CapacityScheduler
CapacityScheduler is a pluggable scheduler that you can use in a Hadoop framework. It improves multi-tenancy of a shared cluster by allocating a certain capacity of the entire cluster to each organization using this cluster.
Security system
CapacityScheduler enables each organization to get its own queue with a portion of the cluster capacity allocated specifically for that queue.
In a shared cluster, security becomes very important. For each queue, there is an access control list (ACL) containing users that can submit applications to individual queues. It also ensures that users cannot view or modify applications run by other users in other queues. Also per-queue and system administrator roles are supported.
Hierarchical queues
CapacityScheduler supports hierarchical queues.
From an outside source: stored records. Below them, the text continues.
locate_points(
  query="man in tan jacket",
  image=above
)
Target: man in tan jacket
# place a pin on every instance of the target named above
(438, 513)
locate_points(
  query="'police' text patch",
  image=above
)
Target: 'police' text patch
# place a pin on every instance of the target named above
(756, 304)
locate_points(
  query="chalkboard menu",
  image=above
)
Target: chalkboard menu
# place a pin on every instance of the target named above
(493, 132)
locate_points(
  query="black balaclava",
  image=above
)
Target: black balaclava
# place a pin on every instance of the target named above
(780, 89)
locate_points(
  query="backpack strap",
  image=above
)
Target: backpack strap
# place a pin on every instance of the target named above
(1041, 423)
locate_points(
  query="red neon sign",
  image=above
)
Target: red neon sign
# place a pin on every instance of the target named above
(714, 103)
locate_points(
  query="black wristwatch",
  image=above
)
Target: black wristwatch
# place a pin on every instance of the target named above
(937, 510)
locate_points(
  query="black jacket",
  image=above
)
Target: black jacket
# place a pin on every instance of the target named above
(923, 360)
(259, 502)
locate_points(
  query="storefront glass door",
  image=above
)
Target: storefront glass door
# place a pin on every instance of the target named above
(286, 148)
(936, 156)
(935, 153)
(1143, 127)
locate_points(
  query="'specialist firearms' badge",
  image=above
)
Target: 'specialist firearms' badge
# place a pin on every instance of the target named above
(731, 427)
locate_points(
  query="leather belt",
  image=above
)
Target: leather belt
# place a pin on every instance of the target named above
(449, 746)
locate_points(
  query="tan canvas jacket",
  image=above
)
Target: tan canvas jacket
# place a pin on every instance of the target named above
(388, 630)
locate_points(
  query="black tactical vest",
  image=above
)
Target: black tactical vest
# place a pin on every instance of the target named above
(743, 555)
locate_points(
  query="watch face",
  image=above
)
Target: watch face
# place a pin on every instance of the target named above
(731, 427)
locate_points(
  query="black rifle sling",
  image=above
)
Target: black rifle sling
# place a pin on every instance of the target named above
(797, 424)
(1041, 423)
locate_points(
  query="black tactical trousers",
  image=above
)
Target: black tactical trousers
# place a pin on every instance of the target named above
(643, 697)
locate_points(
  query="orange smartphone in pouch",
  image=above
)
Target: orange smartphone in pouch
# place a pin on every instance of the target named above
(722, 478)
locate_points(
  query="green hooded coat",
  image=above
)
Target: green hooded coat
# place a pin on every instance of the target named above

A queue is hierarchical if subqueues can be created within this queue. The portion of the cluster resources allocated to the queue can be further distributed among its subqueues. CapacityScheduler has a predefined queue called root
. All queues in the system are the children of the root
queue.
An added benefit is that an organization can exceed its queue capacity and use more cluster resources than it was assigned, yet only if the extra capacity is available and not being used by others. This gives organizations more flexibility in a cost-effective manner.
Configuration
To use CapacityScheduler in YARN, start with assigning the appropriate scheduler class in yarn-site.xml:
<property>
<name>yarn.resourcemanager.scheduler.class</name>
<value>org.apache.hadoop.yarn.server.resourcemanager.scheduler.capacity.CapacityScheduler</value>
</property>
Setting up queues
To set up queues, edit the capacity-scheduler.xml configuration file:
-
In the
yarn.scheduler.capacity.root.queues
property, specify a list of comma-separated top-level queues. -
To set up subqueues in a queue defined as <queue-path>, in the
yarn.scheduler.capacity.<queue-path>.queues
property of this queue, specify a list of subqueues. -
To configure queue capacity in percentage (%), use the
yarn.scheduler.capacity.<queue-path>.capacity
property of that queue. The sum of capacities for all queues (at each level) must be equal to 100. -
To set up the maximum capacity for a queue in percentage, use the
yarn.scheduler.capacity.<queue-path>.maximum-capacity
property. This property limits the elasticity for applications in the queue. It defaults to-1
, which disables this limitation.
Queue configuration example
Let us configure two top-level queues (descending directly from root
):
-
sales
-
finance
Within the sales
queue, there are two subqueues:
-
apac
-
emea
The hierarchy of queues in the CapacityScheduler configuration looks as follows:
<property>
<name>yarn.scheduler.capacity.root.queues</name>
<value>sales, finance</value>
</property>
<property>
<name>yarn.scheduler.capacity.root.sales.queues</name>
<value>apac,emea</value>
</property>
To give 70% of the queue capacity to sales
and 30% to finance
, add the following settings:
<property>
<name>yarn.scheduler.capacity.root.sales.capacity</name>
<value>70</value>
</property>
<property>
<name>yarn.scheduler.capacity.root.finance.capacity</name>
<value>30</value>
</property>
To allocate 65% of the sales
queue capacity to apac
and 35% to emea
, add the following settings:
<property>
<name>yarn.scheduler.capacity.root.sales.apac.capacity</name>
<value>65</value>
</property>
<property>
<name>yarn.scheduler.capacity.root.sales.emea.capacity</name>
<value>35</value>
</property>
To ensure that the sales
queue doesn’t use more than 80% of the cluster resources (even if the resources are available), add the following:
<property>
<name>yarn.scheduler.capacity.root.sales.maximum-capacity</name>
<value>80</value>
</property>
If a user, for example, yarn
supplies some applications without specifying a queue and there is no default
queue, then you must specify a default queue for that user. The following snippet makes the marketing
queue the default one for the yarn
user:
<property>
<name>yarn.scheduler.capacity.queue-mappings</name>
<value>u:yarn:marketing</value>
</property>
In this configuration:
-
u
means that this a user property (g
means a property for a group); -
yarn
is the user name; -
marketing
is the name of the default queue for the specified user.